The photocatalytic and antibacterial potential of highly efficient S-scheme binary S-gC3N4@Co-zinc ferrite nanocomposite

Abstract

Dye contamination of water resources is a global issue threatening aquatic life and humans due to its persistence, toxicity, and carcinogenic potential; it must be resolved immediately. This paper reports the hydrothermally synthesized S-gC3N4/cobalt-zinc ferrite (S-GCN/Co-ZF) binary s-scheme heterojunction and its remarkable characteristics, including the lowest rate of charge carrier recombination and the highest absorption of solar energy with excellent photocatalytic and antibacterial potential.

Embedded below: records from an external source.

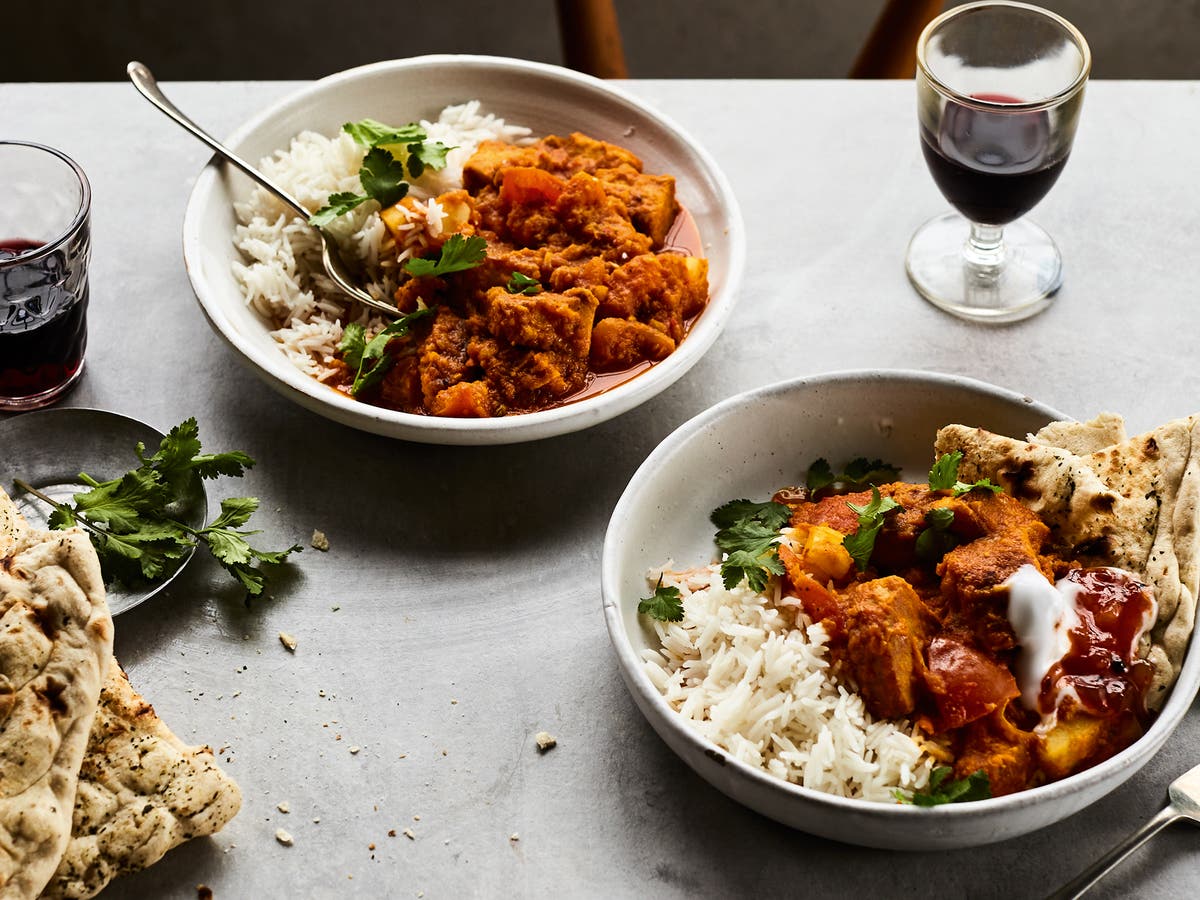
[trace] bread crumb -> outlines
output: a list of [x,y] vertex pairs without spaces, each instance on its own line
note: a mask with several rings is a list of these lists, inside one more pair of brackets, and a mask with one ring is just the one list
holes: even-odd
[[548,731],[539,731],[533,739],[537,741],[538,753],[545,753],[558,746],[558,739]]
[[415,841],[417,839],[416,833],[411,828],[404,829],[404,836],[410,841]]
[[314,825],[320,825],[320,824],[321,824],[321,817],[320,817],[320,816],[313,816],[313,824],[314,824]]
[[361,749],[362,749],[362,747],[351,747],[351,748],[350,748],[350,752],[351,752],[351,753],[357,753],[357,752],[358,752],[359,750],[361,750]]
[[288,808],[288,805],[287,805],[287,801],[286,801],[286,800],[285,800],[283,803],[277,803],[277,804],[275,804],[275,808],[276,808],[277,810],[279,810],[281,813],[288,813],[288,812],[291,812],[291,809],[289,809],[289,808]]
[[375,849],[375,845],[374,845],[374,844],[367,844],[367,849],[368,849],[368,850],[374,850],[374,849]]
[[275,840],[279,841],[279,843],[283,844],[283,846],[285,846],[285,847],[290,847],[294,843],[292,841],[292,836],[290,834],[288,834],[286,831],[284,831],[282,828],[278,829],[275,832]]
[[313,530],[312,540],[309,541],[314,550],[322,552],[329,549],[329,538],[325,537],[325,532]]
[[196,885],[196,900],[213,900],[212,888],[207,884]]
[[519,841],[521,839],[521,836],[514,831],[512,834],[510,834],[508,836],[508,839],[515,844],[517,841]]
[[420,822],[420,821],[421,821],[421,817],[420,817],[420,816],[413,816],[413,821],[414,821],[414,822]]
[[281,643],[281,644],[283,644],[283,646],[287,647],[287,649],[290,653],[296,652],[296,639],[294,637],[292,637],[290,634],[288,634],[286,631],[279,632],[279,643]]
[[396,836],[396,829],[395,829],[395,828],[389,828],[389,829],[388,829],[388,837],[395,837],[395,836]]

The photocatalytic performance of Co-ZF nanoparticles (0.5–12.5 wt%) was tested in the first phase to determine the ideal Co-doping into the ZF. The highest methylene blue photocatalytic degradation was shown by the as-synthesized 6.5% Co-ZF nanoparticles, which were then disseminated on sulphur-doped graphitic carbon nitride (S-GCN) nanosheets as an active constituent to create a series of 25–70 wt % S-GCN@6.5% Co-ZF nanocomposites in the subsequent stage. The optimized composite (55% S-GCN@6.5% CO-ZF) performed excellent photocatalytic performance and accomplished about 93% degradation of methylene blue within 120 min. The antibacterial potential of ZF, S-GCN, 6.5% Co-ZF, 55% S-GCN@6.5 %Co-ZF was examined against Escherichia coli and Bacillus subtilis bacteria. Among these samples, the 55% S-GCN@6.5%CO-ZF nanocomposite demonstrates excellent antibacterial potential. All the synthesized photocatalysts were characterized by X-ray diffraction (XRD), scanning electron microscopy (SEM), energy-disperse X-ray (EDX), Fourier transform infrared (FTIR) and ultraviolet–visible (UV–Visible) spectroscopic techniques.